Friday 4 June 2010

Capturing the Concept - Nicholas Grimshaw


The few photographs and rows of wooden cabinets that occupy the main hall of the ECA do not immediately entice the viewer. But on closer examination the inner thoughts and working processes in this collection reveal an intimate portrait of the meticulous design process of a man hailed as one of Britain’s greatest architects.

The exhibition comprises a collection of Sir Nicholas Grimshaw’s sketchbooks, dated from 1982 to 2007, rangeingfrom initial proposals to Grimshack's private thoughts. Although illustrating the diversity and ingenuity of Grimshaw’s mind they are executed with a pervading sense of order. The books are all identical—A4 sketchbooks, with the same off-white drawing paper and illustrated with the same blue ink—and one cannot help but imagine Grimshaw at his desk realising preparatory sketches for the organic, undulating forms of his masterpiece, the Eden Project.

The sense of order and control that permeates Grimshaw’s sketchbooks recalls the notion of the architect as creator. The sketches depict the architectural process in its entirety: from initial limitations, like the climate considerations annotated on a sketch for Palkovo Airport in St Petersburg, to Grimshaw’s vision of how people will move through his buildings, as described in a plan for the British Pavilion. The totality of design so evident in Grimshaw’s sketches is reminiscent of the Corbusian vision of a utopian world with the architect as its supreme authority, and the idea that through efficient architecture once can achieve an efficient society.

The collection emphasises the importance of drawing within the design process. The sketches provide a portable platform with which the architect can record his thoughts and inspiration, with a sense of immediacy not available in the practice or studio.
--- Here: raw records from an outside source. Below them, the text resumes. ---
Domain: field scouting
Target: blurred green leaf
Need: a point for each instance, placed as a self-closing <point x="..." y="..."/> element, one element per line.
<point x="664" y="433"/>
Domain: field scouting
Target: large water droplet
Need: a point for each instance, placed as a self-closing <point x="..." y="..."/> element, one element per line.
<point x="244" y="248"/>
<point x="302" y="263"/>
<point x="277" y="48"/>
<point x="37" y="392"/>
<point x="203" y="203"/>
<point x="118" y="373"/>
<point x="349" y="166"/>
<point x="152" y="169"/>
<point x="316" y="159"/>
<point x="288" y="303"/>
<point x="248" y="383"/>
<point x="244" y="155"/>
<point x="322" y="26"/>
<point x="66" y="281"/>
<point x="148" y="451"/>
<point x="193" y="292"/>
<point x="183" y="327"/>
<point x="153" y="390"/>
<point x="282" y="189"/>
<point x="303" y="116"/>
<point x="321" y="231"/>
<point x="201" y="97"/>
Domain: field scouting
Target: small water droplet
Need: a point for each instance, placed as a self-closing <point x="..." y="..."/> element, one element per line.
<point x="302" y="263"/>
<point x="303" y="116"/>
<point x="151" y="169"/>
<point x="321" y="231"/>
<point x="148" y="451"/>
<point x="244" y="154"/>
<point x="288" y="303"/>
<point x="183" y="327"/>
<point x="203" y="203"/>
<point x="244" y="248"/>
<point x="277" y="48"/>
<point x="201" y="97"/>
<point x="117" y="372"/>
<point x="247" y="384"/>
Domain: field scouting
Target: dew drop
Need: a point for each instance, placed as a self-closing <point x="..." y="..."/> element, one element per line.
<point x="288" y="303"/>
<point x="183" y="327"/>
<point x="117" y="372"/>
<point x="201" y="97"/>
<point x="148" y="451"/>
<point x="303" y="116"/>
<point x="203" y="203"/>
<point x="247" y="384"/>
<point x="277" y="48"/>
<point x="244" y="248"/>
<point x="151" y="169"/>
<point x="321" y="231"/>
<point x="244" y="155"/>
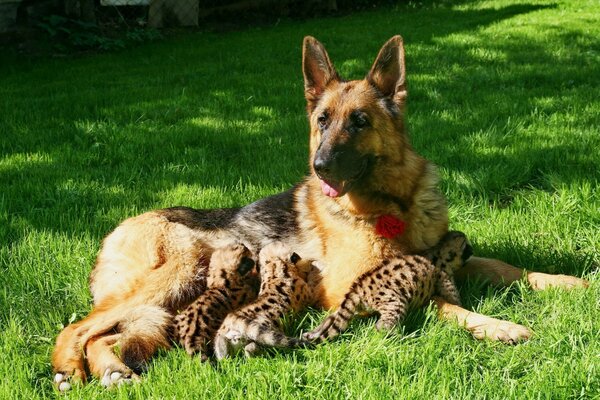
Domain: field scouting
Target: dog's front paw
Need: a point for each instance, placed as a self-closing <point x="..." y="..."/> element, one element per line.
<point x="503" y="331"/>
<point x="541" y="281"/>
<point x="117" y="377"/>
<point x="64" y="381"/>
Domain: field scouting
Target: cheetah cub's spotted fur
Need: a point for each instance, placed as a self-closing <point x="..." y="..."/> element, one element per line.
<point x="229" y="286"/>
<point x="283" y="289"/>
<point x="399" y="283"/>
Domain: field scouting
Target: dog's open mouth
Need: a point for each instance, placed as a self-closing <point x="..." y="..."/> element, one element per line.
<point x="332" y="188"/>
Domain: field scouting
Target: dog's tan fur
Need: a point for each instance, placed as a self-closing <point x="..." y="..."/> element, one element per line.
<point x="159" y="259"/>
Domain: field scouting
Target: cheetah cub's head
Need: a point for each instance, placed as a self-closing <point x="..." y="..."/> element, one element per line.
<point x="231" y="267"/>
<point x="277" y="261"/>
<point x="453" y="251"/>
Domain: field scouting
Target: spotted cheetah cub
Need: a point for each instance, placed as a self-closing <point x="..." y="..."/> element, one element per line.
<point x="229" y="286"/>
<point x="283" y="289"/>
<point x="400" y="283"/>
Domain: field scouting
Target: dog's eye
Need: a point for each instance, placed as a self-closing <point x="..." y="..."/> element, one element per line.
<point x="359" y="120"/>
<point x="322" y="121"/>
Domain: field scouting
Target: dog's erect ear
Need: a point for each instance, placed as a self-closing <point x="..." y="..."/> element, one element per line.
<point x="317" y="68"/>
<point x="388" y="73"/>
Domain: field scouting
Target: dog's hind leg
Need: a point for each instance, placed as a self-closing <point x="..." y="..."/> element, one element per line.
<point x="482" y="326"/>
<point x="67" y="357"/>
<point x="105" y="364"/>
<point x="501" y="273"/>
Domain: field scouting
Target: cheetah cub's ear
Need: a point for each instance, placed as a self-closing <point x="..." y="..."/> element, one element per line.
<point x="246" y="265"/>
<point x="231" y="262"/>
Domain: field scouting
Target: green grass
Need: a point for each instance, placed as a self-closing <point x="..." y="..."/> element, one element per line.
<point x="503" y="97"/>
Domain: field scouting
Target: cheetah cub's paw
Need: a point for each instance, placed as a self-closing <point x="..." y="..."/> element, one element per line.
<point x="64" y="381"/>
<point x="503" y="331"/>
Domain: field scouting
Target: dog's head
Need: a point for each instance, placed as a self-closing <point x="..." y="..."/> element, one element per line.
<point x="356" y="126"/>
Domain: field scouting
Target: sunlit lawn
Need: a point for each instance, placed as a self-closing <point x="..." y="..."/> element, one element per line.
<point x="504" y="97"/>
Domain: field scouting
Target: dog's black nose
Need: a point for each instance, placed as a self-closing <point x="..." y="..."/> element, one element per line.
<point x="321" y="165"/>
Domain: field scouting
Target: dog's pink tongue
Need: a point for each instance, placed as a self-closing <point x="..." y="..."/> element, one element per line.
<point x="331" y="189"/>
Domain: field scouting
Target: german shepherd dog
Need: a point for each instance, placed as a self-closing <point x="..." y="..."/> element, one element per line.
<point x="368" y="196"/>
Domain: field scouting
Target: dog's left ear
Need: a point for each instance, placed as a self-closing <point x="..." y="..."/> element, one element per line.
<point x="317" y="68"/>
<point x="388" y="73"/>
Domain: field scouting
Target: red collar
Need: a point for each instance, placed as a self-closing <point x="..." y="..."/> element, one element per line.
<point x="389" y="226"/>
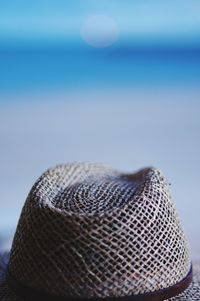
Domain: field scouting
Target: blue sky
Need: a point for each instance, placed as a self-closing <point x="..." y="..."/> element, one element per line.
<point x="172" y="20"/>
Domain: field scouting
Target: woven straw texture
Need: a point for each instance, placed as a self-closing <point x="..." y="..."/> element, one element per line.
<point x="88" y="231"/>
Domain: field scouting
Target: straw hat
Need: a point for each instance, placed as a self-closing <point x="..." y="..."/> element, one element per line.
<point x="87" y="231"/>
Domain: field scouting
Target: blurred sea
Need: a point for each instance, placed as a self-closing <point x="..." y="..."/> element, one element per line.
<point x="68" y="68"/>
<point x="127" y="107"/>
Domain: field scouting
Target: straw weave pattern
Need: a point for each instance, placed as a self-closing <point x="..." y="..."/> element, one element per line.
<point x="88" y="231"/>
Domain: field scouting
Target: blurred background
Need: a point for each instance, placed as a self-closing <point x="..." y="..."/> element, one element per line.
<point x="115" y="82"/>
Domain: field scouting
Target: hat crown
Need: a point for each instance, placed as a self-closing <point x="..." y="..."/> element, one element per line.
<point x="88" y="231"/>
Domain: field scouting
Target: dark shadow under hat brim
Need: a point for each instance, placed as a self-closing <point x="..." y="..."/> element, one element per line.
<point x="192" y="293"/>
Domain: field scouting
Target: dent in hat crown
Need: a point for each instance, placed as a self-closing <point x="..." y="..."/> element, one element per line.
<point x="89" y="231"/>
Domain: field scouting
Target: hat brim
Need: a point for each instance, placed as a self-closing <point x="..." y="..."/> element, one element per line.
<point x="192" y="293"/>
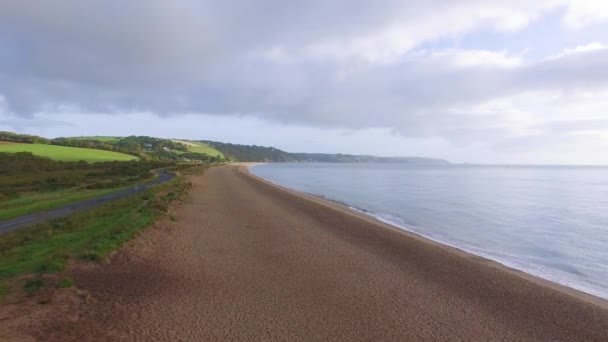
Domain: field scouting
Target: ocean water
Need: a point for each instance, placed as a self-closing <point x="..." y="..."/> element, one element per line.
<point x="549" y="221"/>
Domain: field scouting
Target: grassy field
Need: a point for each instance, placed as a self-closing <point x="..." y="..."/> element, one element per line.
<point x="50" y="200"/>
<point x="90" y="235"/>
<point x="198" y="147"/>
<point x="110" y="140"/>
<point x="65" y="153"/>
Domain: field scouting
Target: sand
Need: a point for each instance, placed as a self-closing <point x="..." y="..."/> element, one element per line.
<point x="249" y="261"/>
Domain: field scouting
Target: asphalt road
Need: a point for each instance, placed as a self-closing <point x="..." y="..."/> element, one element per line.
<point x="39" y="217"/>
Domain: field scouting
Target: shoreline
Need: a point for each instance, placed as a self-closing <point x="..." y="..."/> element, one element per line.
<point x="244" y="259"/>
<point x="345" y="207"/>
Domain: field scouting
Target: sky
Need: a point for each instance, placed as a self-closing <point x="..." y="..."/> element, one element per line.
<point x="514" y="82"/>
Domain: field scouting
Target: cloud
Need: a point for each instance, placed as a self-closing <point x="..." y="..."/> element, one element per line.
<point x="332" y="64"/>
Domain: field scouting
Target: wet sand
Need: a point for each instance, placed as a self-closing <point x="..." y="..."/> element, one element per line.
<point x="248" y="261"/>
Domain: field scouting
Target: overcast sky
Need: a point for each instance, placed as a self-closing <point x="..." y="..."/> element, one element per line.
<point x="470" y="81"/>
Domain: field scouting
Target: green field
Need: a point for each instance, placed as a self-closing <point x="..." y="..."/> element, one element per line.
<point x="110" y="140"/>
<point x="46" y="201"/>
<point x="65" y="153"/>
<point x="91" y="234"/>
<point x="198" y="147"/>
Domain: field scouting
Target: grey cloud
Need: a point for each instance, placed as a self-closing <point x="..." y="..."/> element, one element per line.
<point x="186" y="56"/>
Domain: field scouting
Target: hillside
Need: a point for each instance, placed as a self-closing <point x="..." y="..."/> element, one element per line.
<point x="200" y="147"/>
<point x="349" y="158"/>
<point x="65" y="153"/>
<point x="251" y="153"/>
<point x="254" y="153"/>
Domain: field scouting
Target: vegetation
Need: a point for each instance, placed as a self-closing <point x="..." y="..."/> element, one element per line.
<point x="90" y="235"/>
<point x="200" y="147"/>
<point x="66" y="153"/>
<point x="110" y="140"/>
<point x="251" y="153"/>
<point x="132" y="147"/>
<point x="29" y="183"/>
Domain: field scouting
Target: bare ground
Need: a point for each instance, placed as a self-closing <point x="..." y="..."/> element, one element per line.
<point x="249" y="261"/>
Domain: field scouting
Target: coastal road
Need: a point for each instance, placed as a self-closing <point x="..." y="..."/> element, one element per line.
<point x="243" y="260"/>
<point x="69" y="209"/>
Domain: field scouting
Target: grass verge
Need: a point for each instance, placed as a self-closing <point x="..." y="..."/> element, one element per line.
<point x="92" y="235"/>
<point x="45" y="201"/>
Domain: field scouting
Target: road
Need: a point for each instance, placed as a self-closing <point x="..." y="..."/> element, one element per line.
<point x="39" y="217"/>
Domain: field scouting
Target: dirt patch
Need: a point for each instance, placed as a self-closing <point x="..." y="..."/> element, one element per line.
<point x="248" y="261"/>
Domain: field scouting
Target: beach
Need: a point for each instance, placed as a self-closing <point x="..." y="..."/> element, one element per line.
<point x="247" y="260"/>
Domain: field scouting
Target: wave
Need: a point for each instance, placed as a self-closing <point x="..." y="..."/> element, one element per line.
<point x="569" y="278"/>
<point x="509" y="260"/>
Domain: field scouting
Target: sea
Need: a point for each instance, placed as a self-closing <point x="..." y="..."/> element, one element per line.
<point x="548" y="221"/>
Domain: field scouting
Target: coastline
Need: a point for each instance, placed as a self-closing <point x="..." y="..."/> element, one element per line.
<point x="344" y="207"/>
<point x="244" y="259"/>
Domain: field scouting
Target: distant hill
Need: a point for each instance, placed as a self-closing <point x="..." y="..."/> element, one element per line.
<point x="186" y="151"/>
<point x="350" y="158"/>
<point x="251" y="153"/>
<point x="254" y="153"/>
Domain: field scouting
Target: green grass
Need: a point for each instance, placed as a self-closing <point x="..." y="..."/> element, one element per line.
<point x="66" y="153"/>
<point x="198" y="147"/>
<point x="110" y="140"/>
<point x="65" y="283"/>
<point x="91" y="235"/>
<point x="45" y="201"/>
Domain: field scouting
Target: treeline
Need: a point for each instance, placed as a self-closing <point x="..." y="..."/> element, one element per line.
<point x="23" y="138"/>
<point x="25" y="173"/>
<point x="144" y="147"/>
<point x="254" y="153"/>
<point x="251" y="153"/>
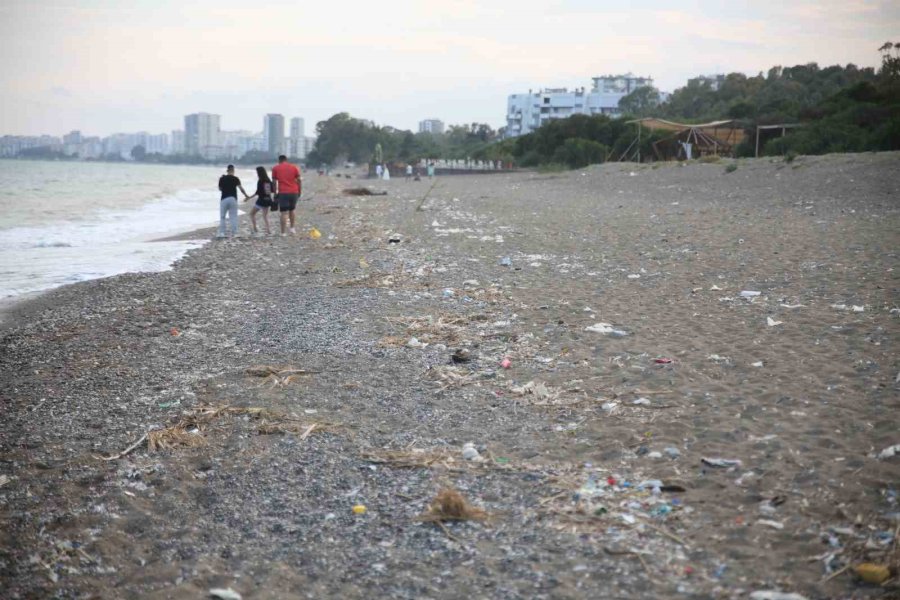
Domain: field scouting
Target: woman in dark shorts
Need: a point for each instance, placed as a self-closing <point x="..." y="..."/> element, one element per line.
<point x="264" y="200"/>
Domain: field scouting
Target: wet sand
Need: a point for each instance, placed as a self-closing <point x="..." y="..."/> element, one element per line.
<point x="597" y="447"/>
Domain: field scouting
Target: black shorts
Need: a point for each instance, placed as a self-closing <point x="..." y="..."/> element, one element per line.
<point x="286" y="202"/>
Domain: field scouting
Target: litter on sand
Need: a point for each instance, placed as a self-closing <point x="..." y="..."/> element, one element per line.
<point x="605" y="328"/>
<point x="889" y="452"/>
<point x="773" y="595"/>
<point x="224" y="594"/>
<point x="449" y="505"/>
<point x="721" y="463"/>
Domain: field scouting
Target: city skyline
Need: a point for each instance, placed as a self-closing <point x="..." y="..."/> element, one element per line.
<point x="98" y="64"/>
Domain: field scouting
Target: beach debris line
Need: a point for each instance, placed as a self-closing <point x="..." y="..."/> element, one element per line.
<point x="188" y="430"/>
<point x="362" y="191"/>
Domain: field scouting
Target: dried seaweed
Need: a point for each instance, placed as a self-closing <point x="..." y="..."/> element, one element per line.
<point x="450" y="505"/>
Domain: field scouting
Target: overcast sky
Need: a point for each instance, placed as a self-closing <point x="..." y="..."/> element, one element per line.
<point x="105" y="66"/>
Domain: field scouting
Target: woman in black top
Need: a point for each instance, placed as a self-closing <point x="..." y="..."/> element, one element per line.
<point x="263" y="197"/>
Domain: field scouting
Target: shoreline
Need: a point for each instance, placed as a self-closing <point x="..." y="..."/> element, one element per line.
<point x="368" y="417"/>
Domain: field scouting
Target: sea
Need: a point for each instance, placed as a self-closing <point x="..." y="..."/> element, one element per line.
<point x="64" y="222"/>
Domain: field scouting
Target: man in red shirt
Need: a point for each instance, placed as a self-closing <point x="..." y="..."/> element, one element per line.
<point x="287" y="190"/>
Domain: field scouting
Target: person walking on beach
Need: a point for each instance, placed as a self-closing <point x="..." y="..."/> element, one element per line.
<point x="264" y="201"/>
<point x="229" y="185"/>
<point x="287" y="190"/>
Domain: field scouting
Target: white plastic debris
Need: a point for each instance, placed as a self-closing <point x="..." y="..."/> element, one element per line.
<point x="773" y="595"/>
<point x="889" y="452"/>
<point x="415" y="343"/>
<point x="470" y="452"/>
<point x="604" y="328"/>
<point x="721" y="463"/>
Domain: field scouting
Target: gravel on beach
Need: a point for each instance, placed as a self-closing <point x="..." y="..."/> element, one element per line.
<point x="578" y="354"/>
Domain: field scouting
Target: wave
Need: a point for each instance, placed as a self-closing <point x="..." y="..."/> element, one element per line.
<point x="176" y="213"/>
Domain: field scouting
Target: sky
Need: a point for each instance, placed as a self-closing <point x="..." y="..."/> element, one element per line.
<point x="105" y="66"/>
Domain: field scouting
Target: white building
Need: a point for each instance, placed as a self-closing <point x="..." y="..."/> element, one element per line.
<point x="201" y="135"/>
<point x="158" y="144"/>
<point x="431" y="126"/>
<point x="527" y="112"/>
<point x="713" y="81"/>
<point x="177" y="145"/>
<point x="273" y="132"/>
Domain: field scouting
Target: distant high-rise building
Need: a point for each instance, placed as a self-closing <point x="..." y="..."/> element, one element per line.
<point x="296" y="145"/>
<point x="177" y="145"/>
<point x="431" y="126"/>
<point x="201" y="135"/>
<point x="273" y="133"/>
<point x="73" y="137"/>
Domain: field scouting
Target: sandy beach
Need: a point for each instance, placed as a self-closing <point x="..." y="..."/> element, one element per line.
<point x="677" y="382"/>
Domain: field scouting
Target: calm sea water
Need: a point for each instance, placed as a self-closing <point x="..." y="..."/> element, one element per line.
<point x="62" y="222"/>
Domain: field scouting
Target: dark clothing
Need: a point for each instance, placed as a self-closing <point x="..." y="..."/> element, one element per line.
<point x="286" y="202"/>
<point x="229" y="185"/>
<point x="264" y="194"/>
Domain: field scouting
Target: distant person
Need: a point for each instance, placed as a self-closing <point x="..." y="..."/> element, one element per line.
<point x="264" y="199"/>
<point x="229" y="185"/>
<point x="287" y="191"/>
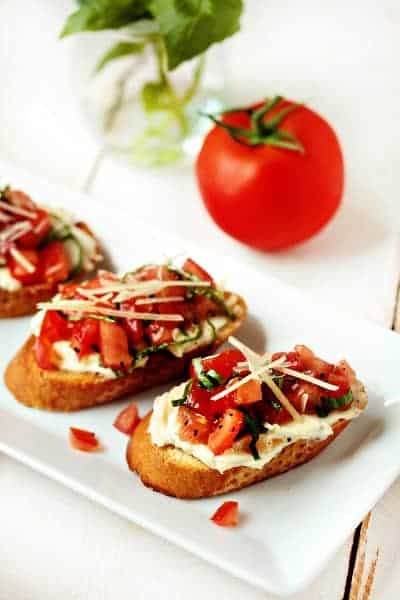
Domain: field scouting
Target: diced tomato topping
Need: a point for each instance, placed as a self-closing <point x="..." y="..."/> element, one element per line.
<point x="135" y="331"/>
<point x="85" y="336"/>
<point x="190" y="266"/>
<point x="223" y="363"/>
<point x="44" y="353"/>
<point x="68" y="290"/>
<point x="127" y="420"/>
<point x="304" y="396"/>
<point x="114" y="346"/>
<point x="227" y="515"/>
<point x="160" y="334"/>
<point x="199" y="400"/>
<point x="226" y="431"/>
<point x="41" y="226"/>
<point x="20" y="272"/>
<point x="83" y="440"/>
<point x="55" y="263"/>
<point x="194" y="428"/>
<point x="55" y="327"/>
<point x="249" y="392"/>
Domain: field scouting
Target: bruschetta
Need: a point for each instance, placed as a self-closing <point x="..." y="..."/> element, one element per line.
<point x="243" y="418"/>
<point x="112" y="336"/>
<point x="39" y="248"/>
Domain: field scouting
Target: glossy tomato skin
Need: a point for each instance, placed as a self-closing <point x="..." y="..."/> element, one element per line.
<point x="267" y="197"/>
<point x="127" y="420"/>
<point x="227" y="515"/>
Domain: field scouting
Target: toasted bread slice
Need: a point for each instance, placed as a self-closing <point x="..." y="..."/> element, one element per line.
<point x="23" y="301"/>
<point x="173" y="472"/>
<point x="67" y="391"/>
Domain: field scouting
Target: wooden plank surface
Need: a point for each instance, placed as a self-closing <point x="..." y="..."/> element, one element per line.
<point x="374" y="569"/>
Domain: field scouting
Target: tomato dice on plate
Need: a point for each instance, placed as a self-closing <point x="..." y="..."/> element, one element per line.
<point x="192" y="267"/>
<point x="227" y="515"/>
<point x="160" y="334"/>
<point x="127" y="420"/>
<point x="249" y="392"/>
<point x="55" y="263"/>
<point x="226" y="431"/>
<point x="223" y="363"/>
<point x="194" y="428"/>
<point x="114" y="346"/>
<point x="85" y="336"/>
<point x="27" y="276"/>
<point x="85" y="441"/>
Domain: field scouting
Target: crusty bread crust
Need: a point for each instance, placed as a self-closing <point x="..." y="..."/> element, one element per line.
<point x="171" y="471"/>
<point x="23" y="301"/>
<point x="67" y="391"/>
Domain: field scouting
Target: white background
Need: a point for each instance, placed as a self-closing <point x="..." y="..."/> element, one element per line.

The consistency in Grimshaw’s sketchbooks results in a narrative of design in which the viewer is invited into Grimshaw’s mind and can trace the development from structural drawings and lists of materials, to the completed buildings shown in high-quality photographs that accompany the exhibition.

Capturing the Concept offers the viewer a rare insight into the primary stages of some of Britain’s most innovative modern architecture, while also providing an elegant portrayal of the process by which the drawn line is transformed into metal and glass.